Lard is from pork. I find mine in the baking section of the grocery store where they keep shortening or Crisco. It's also where I find palm oil (which is different from palm kernel oil). 

As for lard, I am told Walmart has it as well.


----------



## Seawolfe (Apr 7, 2017)

Hey and welcome! My first molds were drawer dividers lined with plastic wrap. Just don't make your first batches too small or too large - say between 1/2 -1 kilo. Too small and measuring errors become large, and you dont want large batches of test soaps in case you don't like them.

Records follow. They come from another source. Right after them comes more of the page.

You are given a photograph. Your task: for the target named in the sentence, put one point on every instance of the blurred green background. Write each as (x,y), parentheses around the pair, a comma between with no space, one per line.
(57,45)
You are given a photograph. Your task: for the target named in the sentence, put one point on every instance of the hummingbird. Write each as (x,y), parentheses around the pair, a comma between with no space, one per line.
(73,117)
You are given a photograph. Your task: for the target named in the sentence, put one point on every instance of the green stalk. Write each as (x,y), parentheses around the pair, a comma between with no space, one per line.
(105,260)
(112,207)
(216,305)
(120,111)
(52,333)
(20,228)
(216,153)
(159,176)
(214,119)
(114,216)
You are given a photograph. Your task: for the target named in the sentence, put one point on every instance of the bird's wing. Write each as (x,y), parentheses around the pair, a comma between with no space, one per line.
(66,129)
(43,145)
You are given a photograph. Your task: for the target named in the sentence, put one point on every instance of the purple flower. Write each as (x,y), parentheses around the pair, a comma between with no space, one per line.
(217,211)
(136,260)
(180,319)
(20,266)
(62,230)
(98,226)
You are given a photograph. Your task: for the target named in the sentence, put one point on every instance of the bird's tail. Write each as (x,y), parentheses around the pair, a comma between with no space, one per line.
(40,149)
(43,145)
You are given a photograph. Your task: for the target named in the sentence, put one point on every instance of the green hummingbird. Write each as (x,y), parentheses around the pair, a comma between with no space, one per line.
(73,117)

I wouldn't use the vanilla scented jojoba that you have - I've had problems with non-pure scents like that. One made my soap go gooey and icky. If you dont have any nice EO's, just start with unscented.

Red palm oil can make some lovely colored soap, but you dont want to use more than 20% of your recipe with it or the color can bleed (is what I think I read). Lemme find a pic of what it looks like. These were with red palm. white palm and charcoal for the black.

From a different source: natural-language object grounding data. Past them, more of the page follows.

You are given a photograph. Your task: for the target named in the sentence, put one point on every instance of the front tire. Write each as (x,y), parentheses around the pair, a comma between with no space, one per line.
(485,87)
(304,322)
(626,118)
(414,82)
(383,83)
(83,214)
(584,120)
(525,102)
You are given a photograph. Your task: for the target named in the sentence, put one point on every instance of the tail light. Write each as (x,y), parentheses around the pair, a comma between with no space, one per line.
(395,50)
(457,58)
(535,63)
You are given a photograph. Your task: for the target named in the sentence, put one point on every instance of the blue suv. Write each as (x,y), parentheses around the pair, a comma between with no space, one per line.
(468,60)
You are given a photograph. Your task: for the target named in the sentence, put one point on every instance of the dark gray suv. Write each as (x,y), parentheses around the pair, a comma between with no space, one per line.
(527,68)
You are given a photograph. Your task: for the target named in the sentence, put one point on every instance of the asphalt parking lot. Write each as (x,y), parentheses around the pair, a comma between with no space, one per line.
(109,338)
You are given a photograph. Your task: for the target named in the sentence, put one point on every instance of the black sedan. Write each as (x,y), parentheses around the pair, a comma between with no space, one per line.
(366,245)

Lard is fat from pigs and tallow is fat from cows. I get mine from hispanic markets or restaurant supply shops. Check the baking aisle. Dont try to render your own just yet until you get a few batches under your belt.

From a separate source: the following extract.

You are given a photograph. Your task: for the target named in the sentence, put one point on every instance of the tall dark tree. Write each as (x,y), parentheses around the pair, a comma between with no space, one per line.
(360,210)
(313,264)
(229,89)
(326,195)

You really do want to use your stick blender. My friend did her first batch without one and her arms just about fell of. Think like whipping cream to butter only 10 times more work.


----------



## dixiedragon (Apr 7, 2017)

Welcome!

First, keep in mind that even if your first batch doesn't go well, you can almost always save a batch by rebatching it or hot processing it. So if your soap behaves badly, DON'T throw it out! Save it and take a pic and ask us for advice!

Put aside your Vanilla - you could use it in a lotion (possibly a lip balm?). Check health food store for essential oils - lavender, lemongrass and mint are inexpensive (relatively) and well behaved. Clove and cinnamon will cause your soap to seize (thicken up really fast). Like cold mashed potatoes.


----------



## Vidasworld12 (Apr 7, 2017)

seawolfe:

those are perfect soaps! you made them with the red palm? but it looks fine to me.. what do you mean by bleed? 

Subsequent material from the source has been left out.